Fear and Fury and Five Bullets join other recent works that revisit the history of New York in the 1980s from the perspective of those who were vilified at the time: Tell Her Story, historian LaShawn Harris’s remarkable elegy for Eleanor Bumpurs, the 66-year-old grandmother who was killed by police in her own home in 1984; journalist Jonathan Mahler’s chronicle of the city in the late 1980s, The Gods of New York, which opens with the funeral of Yusuf Hawkins, the Black teenager killed in Bensonhurst in 1989; and two documentaries about the wrongful convictions of the “Central Park Five,” Ava DuVernay’s When They See Us and Ken Burns’s The Central Park Five. The journalist Leon Neyfakh also devoted a season of his podcast series Fiasco to Goetz, some of which makes it into Thompson’s book. If at the time, the media trashed the victims of these crimes and miscarriages of justice, recent works aim to indict a culture that gleefully cast Black victims as perpetrators.

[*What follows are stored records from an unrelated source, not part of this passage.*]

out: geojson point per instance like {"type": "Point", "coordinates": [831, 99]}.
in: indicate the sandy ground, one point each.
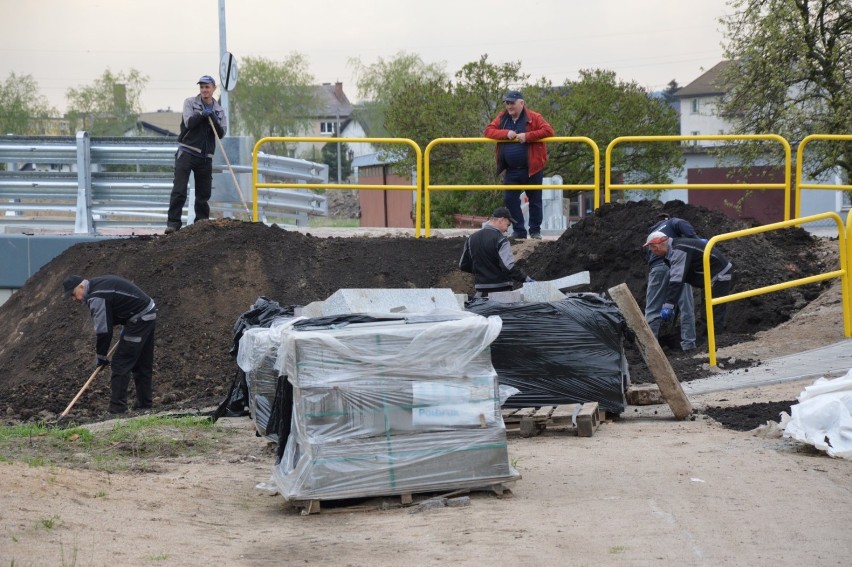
{"type": "Point", "coordinates": [644, 490]}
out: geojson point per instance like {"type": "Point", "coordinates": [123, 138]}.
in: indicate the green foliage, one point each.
{"type": "Point", "coordinates": [273, 98]}
{"type": "Point", "coordinates": [329, 157]}
{"type": "Point", "coordinates": [109, 106]}
{"type": "Point", "coordinates": [598, 106]}
{"type": "Point", "coordinates": [382, 81]}
{"type": "Point", "coordinates": [23, 110]}
{"type": "Point", "coordinates": [790, 70]}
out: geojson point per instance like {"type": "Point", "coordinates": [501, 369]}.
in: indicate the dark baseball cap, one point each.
{"type": "Point", "coordinates": [69, 283]}
{"type": "Point", "coordinates": [512, 96]}
{"type": "Point", "coordinates": [502, 213]}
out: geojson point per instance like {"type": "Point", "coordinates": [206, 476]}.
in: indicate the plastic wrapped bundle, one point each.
{"type": "Point", "coordinates": [393, 407]}
{"type": "Point", "coordinates": [258, 350]}
{"type": "Point", "coordinates": [561, 352]}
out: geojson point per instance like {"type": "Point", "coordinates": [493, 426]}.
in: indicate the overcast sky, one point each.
{"type": "Point", "coordinates": [70, 43]}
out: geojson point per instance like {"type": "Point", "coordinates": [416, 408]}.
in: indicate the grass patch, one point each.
{"type": "Point", "coordinates": [128, 445]}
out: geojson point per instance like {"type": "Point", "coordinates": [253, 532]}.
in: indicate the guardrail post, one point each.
{"type": "Point", "coordinates": [83, 223]}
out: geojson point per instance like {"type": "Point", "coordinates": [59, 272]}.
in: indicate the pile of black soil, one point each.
{"type": "Point", "coordinates": [206, 275]}
{"type": "Point", "coordinates": [746, 418]}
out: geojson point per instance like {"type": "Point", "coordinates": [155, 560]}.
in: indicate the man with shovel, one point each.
{"type": "Point", "coordinates": [203, 119]}
{"type": "Point", "coordinates": [115, 301]}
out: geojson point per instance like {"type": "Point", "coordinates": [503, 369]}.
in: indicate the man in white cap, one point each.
{"type": "Point", "coordinates": [685, 259]}
{"type": "Point", "coordinates": [203, 120]}
{"type": "Point", "coordinates": [488, 256]}
{"type": "Point", "coordinates": [658, 281]}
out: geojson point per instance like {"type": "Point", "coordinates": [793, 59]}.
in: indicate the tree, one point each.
{"type": "Point", "coordinates": [23, 110]}
{"type": "Point", "coordinates": [109, 106]}
{"type": "Point", "coordinates": [273, 98]}
{"type": "Point", "coordinates": [791, 73]}
{"type": "Point", "coordinates": [384, 80]}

These are important correctives, yet the depiction of New York in the 1980s in most of these accounts remains one-dimensional: The focus remains on the tabloid headlines, even if the victims and the perpetrators have changed places. What is more, the relentless emphasis on violence in the 1980s—the number of homicides had swelled from 390 in 1960 to 1,787 in 1980, the year the NYPD declared the worst for crime in the city’s history—has the effect of underwriting Goetz’s defense.

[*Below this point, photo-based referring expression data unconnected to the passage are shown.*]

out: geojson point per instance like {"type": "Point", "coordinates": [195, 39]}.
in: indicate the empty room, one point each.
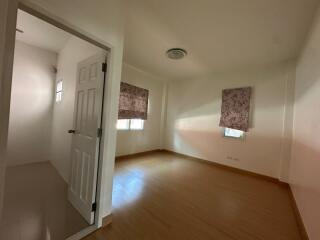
{"type": "Point", "coordinates": [159, 119]}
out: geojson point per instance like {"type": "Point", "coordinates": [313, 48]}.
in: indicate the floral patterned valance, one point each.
{"type": "Point", "coordinates": [236, 108]}
{"type": "Point", "coordinates": [133, 102]}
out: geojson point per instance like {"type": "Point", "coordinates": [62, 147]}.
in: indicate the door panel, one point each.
{"type": "Point", "coordinates": [85, 140]}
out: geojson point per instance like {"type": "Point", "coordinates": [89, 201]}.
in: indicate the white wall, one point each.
{"type": "Point", "coordinates": [102, 20]}
{"type": "Point", "coordinates": [193, 115]}
{"type": "Point", "coordinates": [31, 104]}
{"type": "Point", "coordinates": [129, 142]}
{"type": "Point", "coordinates": [7, 35]}
{"type": "Point", "coordinates": [73, 52]}
{"type": "Point", "coordinates": [305, 164]}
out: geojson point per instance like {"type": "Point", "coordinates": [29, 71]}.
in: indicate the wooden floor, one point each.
{"type": "Point", "coordinates": [163, 196]}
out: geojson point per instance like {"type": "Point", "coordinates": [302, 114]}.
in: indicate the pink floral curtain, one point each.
{"type": "Point", "coordinates": [235, 108]}
{"type": "Point", "coordinates": [133, 102]}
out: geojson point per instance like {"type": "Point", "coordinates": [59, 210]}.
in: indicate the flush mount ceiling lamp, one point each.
{"type": "Point", "coordinates": [176, 53]}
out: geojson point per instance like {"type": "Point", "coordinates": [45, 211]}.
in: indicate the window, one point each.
{"type": "Point", "coordinates": [229, 132]}
{"type": "Point", "coordinates": [59, 91]}
{"type": "Point", "coordinates": [130, 124]}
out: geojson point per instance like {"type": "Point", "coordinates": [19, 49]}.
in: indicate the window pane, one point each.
{"type": "Point", "coordinates": [59, 86]}
{"type": "Point", "coordinates": [229, 132]}
{"type": "Point", "coordinates": [123, 124]}
{"type": "Point", "coordinates": [58, 96]}
{"type": "Point", "coordinates": [136, 124]}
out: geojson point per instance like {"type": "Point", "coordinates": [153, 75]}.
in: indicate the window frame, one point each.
{"type": "Point", "coordinates": [129, 125]}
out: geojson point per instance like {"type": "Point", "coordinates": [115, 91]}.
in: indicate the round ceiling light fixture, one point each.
{"type": "Point", "coordinates": [176, 53]}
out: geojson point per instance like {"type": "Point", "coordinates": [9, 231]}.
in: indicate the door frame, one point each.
{"type": "Point", "coordinates": [13, 6]}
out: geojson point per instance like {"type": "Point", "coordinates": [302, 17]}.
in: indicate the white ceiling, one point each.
{"type": "Point", "coordinates": [220, 35]}
{"type": "Point", "coordinates": [39, 33]}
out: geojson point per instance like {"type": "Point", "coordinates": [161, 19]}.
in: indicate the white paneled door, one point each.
{"type": "Point", "coordinates": [86, 135]}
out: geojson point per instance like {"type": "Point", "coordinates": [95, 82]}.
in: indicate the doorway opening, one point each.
{"type": "Point", "coordinates": [54, 132]}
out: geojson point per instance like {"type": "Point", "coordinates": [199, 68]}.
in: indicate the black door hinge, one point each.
{"type": "Point", "coordinates": [104, 67]}
{"type": "Point", "coordinates": [94, 207]}
{"type": "Point", "coordinates": [99, 132]}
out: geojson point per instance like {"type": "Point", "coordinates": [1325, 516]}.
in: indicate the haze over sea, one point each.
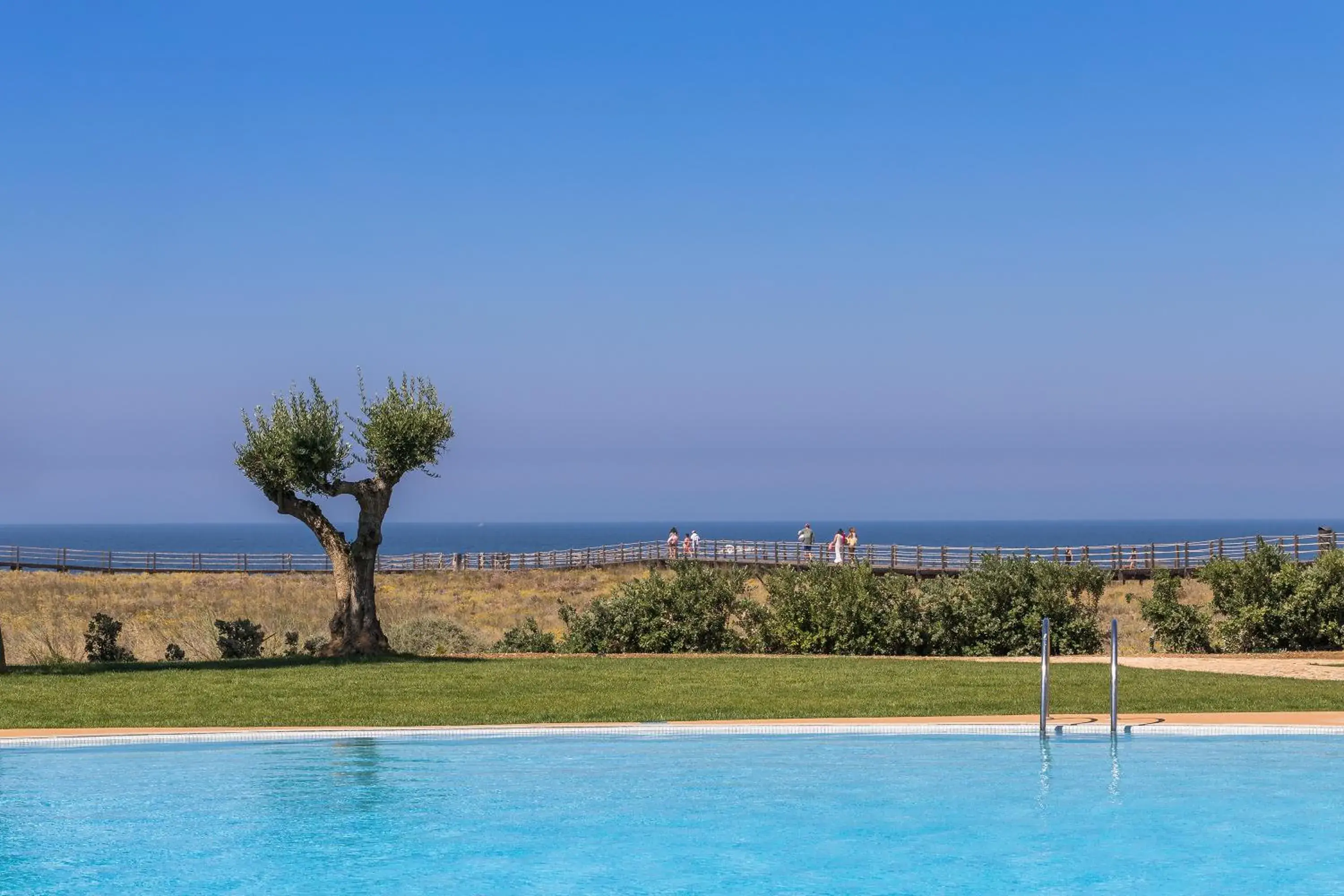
{"type": "Point", "coordinates": [449, 538]}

From the vantage point of the present, when the number of homicides has declined to closer to 300, the exceptional level of violence in the 1980s city does stand out. But to understand the embrace of the figure of the vigilante, we need to look away from crime and violence to the larger dynamics of the city in these years. Private security forces were rife in the city in the 1980s: Businesses hired rent-a cops, neighborhoods set up foot patrols, the Guardian Angels stalked the trains in their red berets and combat boots. They patrolled a city where rich and poor were ever more separate. More people in New York in these years were homeless, sleeping outside on the streets and begging on the subways. Healthy young men were suddenly dying of rare and obscure illnesses, filling the wards at St. Vincent’s Hospital. Wall Street wealth flooded the city, transforming the East Village and downtown Brooklyn. And the Murdochs and the conservative radio talk show hosts, the Manhattan Institute think tank elite and the CompStat crime-fighting technocrats, all were poised to take disorientation and turn it into fear.

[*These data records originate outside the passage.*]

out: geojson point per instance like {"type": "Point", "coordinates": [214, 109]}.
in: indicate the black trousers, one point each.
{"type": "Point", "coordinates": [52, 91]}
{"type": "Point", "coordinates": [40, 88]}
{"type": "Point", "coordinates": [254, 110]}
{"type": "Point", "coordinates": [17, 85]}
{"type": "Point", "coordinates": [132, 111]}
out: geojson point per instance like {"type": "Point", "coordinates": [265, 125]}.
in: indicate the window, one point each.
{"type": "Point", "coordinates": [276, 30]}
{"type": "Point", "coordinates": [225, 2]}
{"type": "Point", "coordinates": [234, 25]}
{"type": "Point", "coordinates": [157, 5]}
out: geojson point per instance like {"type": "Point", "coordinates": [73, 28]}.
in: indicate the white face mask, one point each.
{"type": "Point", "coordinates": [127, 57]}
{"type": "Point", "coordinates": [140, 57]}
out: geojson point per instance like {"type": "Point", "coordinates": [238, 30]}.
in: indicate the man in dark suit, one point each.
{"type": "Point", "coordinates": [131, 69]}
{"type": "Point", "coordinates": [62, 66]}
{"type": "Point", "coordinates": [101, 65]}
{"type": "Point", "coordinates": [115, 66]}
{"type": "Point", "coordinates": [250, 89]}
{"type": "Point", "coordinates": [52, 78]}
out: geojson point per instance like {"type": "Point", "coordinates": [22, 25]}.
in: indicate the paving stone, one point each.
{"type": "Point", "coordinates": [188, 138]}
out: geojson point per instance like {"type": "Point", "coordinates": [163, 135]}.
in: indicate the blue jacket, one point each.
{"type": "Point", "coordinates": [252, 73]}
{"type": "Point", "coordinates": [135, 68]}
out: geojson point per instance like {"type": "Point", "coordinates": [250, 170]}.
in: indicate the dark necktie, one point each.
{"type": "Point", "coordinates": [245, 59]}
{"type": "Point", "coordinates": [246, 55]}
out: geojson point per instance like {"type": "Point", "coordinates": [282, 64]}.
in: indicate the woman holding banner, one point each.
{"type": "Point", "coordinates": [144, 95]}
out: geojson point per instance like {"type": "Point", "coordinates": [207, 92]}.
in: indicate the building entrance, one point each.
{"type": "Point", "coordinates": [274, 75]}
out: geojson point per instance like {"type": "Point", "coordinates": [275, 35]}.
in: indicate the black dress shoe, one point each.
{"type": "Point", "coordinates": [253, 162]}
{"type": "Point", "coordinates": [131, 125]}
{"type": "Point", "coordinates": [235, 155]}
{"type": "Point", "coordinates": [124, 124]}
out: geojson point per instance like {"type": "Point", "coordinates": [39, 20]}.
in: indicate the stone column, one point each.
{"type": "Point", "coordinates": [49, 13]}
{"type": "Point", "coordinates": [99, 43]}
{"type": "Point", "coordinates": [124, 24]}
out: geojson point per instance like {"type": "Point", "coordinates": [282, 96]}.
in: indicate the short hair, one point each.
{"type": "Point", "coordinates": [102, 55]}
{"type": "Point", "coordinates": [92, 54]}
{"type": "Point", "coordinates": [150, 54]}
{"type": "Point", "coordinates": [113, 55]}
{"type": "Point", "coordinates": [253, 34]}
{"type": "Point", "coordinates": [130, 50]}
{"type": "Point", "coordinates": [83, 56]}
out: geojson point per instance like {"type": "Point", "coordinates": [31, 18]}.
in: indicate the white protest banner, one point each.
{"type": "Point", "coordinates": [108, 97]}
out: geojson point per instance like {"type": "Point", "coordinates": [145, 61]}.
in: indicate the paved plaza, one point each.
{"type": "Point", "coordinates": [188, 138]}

New York has long been celebrated as the center of the left and radical politics for the United States. But over these years of widening inequality, the city was primed to act as an incubator for a politics that glorifies violence enacted in the name of self-protection and communal defense—bringing us, eventually, to where we are today: a country governed by comfortable people who invoke looming menace and imminent danger to justify their own acts of inhumanity.